Cactus TurboNet Newsletter 3/1/07
Notebook Tip
Use canned air to blow out fans about once per month. We see laptops frequently
which can only run from 5 minutes to ½ hour before the machine shuts down on its own. When we take them apart, there is dirt, lint, hair or carpet fibers packed into the fans and heatsinks. A clean computer runs longer and better. Heat buildup resulting from blocked fans can damage CPU’s and result in a computer which doesn’t work right, if at all. Never, ever use a vacuum on your notebook!Vista Tip
If you're having problems installing or running your older software in Vista, try running it in win XP (SP2) Compatibility mode. To do this, right click the *.exe, and click properties, move to the "Compatibility" tab and from there turn on "Run in compatibility mode for" and select Windows XP (Service Pack 2) from the drop down box. After that, check the "Run as administrator" checkbox, and try the program again. This may not solve 100% of all issues, but it sure helps with OS compatibility and OS detection issues.
25th Anniversary
Happy 2007! In 1982, Tony and Monica started Cactus Computer as a mail-order business selling only 3M floppy diskettes. Cactus’ storeroom was a single shelving unit and its shipping/receiving department was our living room.
We grew, moving into a small store downtown, then a larger one, then still larger. We branched out into Internet service, then high-speed Internet, and now even fiber-optic gigabit Internet. After twenty-five years, we are still a family business, but instead of kids in the living room, it’s now grandkids in the showroom. Thank you all, so very much, for making it possible.
Backing up your data
Backing up is something people put off until it’s too late. It seems to be a law of human nature. When someone brings our service department a computer with a bad hard drive, it’s very rare that they say, “Don’t worry about the information, I’ve recently backed it up.” It’s much more common to hear, “If you can’t recover my data I’m in trouble!”
Several general ways exist to back up your data. The easiest is simply to have two hard drives which contain the same information. They call them “mirrored” drives. Most full-size computers can take a second hard drive, and most of those can be mirrored. This protects against a physical hard drive failure, but does not protect against data corruption caused by a virus.
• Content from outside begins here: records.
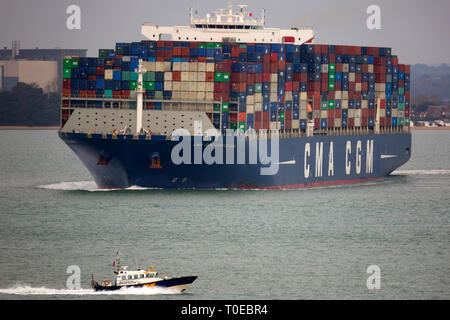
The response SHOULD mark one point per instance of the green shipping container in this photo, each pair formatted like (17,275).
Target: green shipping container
(67,63)
(149,76)
(125,75)
(133,76)
(226,77)
(67,73)
(331,68)
(133,85)
(107,93)
(218,77)
(149,85)
(331,104)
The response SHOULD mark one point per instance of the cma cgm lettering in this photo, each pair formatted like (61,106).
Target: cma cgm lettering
(342,112)
(354,158)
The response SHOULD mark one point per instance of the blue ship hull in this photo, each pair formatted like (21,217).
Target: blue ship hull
(121,162)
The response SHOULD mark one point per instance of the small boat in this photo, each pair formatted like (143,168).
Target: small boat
(141,279)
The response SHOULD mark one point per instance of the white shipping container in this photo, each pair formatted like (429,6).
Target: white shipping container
(201,96)
(201,66)
(185,66)
(193,66)
(167,66)
(209,86)
(201,76)
(159,66)
(192,76)
(167,76)
(193,86)
(209,67)
(176,86)
(108,74)
(167,85)
(176,66)
(201,86)
(184,76)
(184,86)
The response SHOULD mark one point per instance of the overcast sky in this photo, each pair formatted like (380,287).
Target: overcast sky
(417,30)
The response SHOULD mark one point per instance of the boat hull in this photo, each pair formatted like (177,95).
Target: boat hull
(179,284)
(115,162)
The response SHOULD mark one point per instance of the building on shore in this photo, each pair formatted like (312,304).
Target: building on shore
(41,66)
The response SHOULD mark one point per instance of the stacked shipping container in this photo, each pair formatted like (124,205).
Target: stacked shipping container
(260,86)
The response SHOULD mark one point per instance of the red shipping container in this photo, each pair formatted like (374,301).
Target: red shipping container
(330,122)
(351,122)
(288,114)
(99,71)
(287,124)
(288,86)
(274,67)
(316,123)
(66,92)
(176,76)
(250,79)
(210,76)
(364,122)
(235,52)
(176,51)
(331,58)
(66,83)
(331,95)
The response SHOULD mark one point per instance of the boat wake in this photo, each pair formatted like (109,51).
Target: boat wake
(27,291)
(421,172)
(84,186)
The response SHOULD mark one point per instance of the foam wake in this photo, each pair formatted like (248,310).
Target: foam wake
(421,172)
(27,290)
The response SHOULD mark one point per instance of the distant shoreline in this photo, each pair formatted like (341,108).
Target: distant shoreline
(29,127)
(57,127)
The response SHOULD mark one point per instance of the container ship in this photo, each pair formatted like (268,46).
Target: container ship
(228,103)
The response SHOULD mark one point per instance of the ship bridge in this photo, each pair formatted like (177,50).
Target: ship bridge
(228,26)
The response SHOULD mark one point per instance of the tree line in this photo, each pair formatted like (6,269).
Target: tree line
(29,105)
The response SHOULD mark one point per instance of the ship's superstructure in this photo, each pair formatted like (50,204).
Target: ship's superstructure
(341,113)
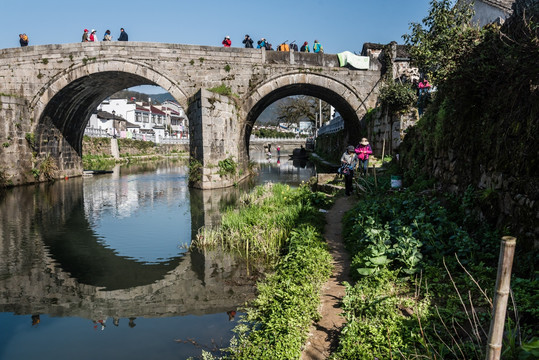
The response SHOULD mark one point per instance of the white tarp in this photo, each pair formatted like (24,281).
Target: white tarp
(356,61)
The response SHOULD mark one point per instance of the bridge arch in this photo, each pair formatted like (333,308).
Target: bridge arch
(64,105)
(346,99)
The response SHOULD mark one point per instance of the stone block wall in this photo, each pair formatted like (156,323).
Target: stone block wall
(16,158)
(216,135)
(391,128)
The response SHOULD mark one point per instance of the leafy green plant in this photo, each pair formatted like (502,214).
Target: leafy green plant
(195,171)
(31,139)
(48,167)
(227,166)
(221,90)
(396,97)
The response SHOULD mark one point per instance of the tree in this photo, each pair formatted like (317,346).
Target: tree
(445,35)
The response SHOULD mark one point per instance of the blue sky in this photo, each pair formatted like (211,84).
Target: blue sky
(338,25)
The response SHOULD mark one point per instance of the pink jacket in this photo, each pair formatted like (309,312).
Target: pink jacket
(363,151)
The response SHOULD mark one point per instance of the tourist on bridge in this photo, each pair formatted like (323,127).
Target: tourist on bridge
(363,150)
(23,40)
(348,164)
(261,43)
(85,36)
(93,36)
(107,36)
(123,35)
(317,47)
(248,42)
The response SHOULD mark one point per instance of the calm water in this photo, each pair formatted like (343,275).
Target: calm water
(97,267)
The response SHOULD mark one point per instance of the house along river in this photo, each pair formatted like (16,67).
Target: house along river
(98,267)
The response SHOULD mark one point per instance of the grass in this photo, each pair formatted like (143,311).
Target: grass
(421,270)
(281,226)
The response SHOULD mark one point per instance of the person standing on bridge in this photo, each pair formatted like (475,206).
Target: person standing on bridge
(107,36)
(123,35)
(85,35)
(317,47)
(248,42)
(93,36)
(23,40)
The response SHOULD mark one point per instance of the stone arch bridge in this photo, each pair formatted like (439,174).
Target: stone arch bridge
(47,94)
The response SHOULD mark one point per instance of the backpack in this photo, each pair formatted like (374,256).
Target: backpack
(283,47)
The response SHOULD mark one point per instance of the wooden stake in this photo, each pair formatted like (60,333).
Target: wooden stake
(503,282)
(383,149)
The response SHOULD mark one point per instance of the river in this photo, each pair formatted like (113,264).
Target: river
(98,267)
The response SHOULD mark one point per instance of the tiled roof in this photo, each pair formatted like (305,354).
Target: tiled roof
(156,111)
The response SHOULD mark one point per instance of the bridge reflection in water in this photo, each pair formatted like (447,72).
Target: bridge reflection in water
(114,247)
(59,258)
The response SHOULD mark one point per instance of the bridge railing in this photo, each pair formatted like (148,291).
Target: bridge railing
(257,140)
(333,126)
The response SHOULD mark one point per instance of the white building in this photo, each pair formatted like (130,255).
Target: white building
(126,118)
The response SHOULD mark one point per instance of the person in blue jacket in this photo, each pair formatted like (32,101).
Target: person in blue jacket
(261,43)
(317,47)
(123,35)
(348,164)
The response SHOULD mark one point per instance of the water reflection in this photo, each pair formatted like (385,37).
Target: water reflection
(108,254)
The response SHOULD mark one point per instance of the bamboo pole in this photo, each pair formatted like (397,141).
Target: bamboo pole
(503,282)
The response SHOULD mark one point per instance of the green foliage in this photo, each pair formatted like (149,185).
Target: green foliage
(142,146)
(392,237)
(4,182)
(98,162)
(195,171)
(276,323)
(48,167)
(396,97)
(227,167)
(272,133)
(31,139)
(443,39)
(484,106)
(222,90)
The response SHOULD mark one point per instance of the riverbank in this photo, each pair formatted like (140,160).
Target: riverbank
(97,154)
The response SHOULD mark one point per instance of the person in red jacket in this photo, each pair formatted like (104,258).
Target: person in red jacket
(363,150)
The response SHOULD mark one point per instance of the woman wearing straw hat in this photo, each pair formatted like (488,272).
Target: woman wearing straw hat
(363,150)
(349,163)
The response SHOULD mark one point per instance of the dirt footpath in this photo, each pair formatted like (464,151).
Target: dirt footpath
(323,336)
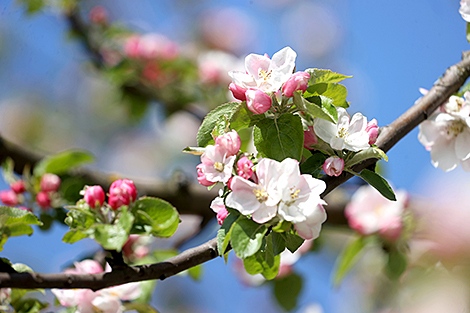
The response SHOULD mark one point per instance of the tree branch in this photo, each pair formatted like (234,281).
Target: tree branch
(452,80)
An on-site backup periodically copies your information to a CD drive, flash drive, or to the hard drive of another computer if you have a network. For most people, this is the only kind of backup that’s really necessary. The trick is actually to do it. Make a schedule and stick to it.
An off-site backup periodically copies your information to a drive or CD in another building. This is the safest if you have information which absolutely must be preserved, even if there’s a fire. Business accounting data, irreplaceable digital family photos, your thesis – anything you simply can’t afford to lose should have an off-site backup.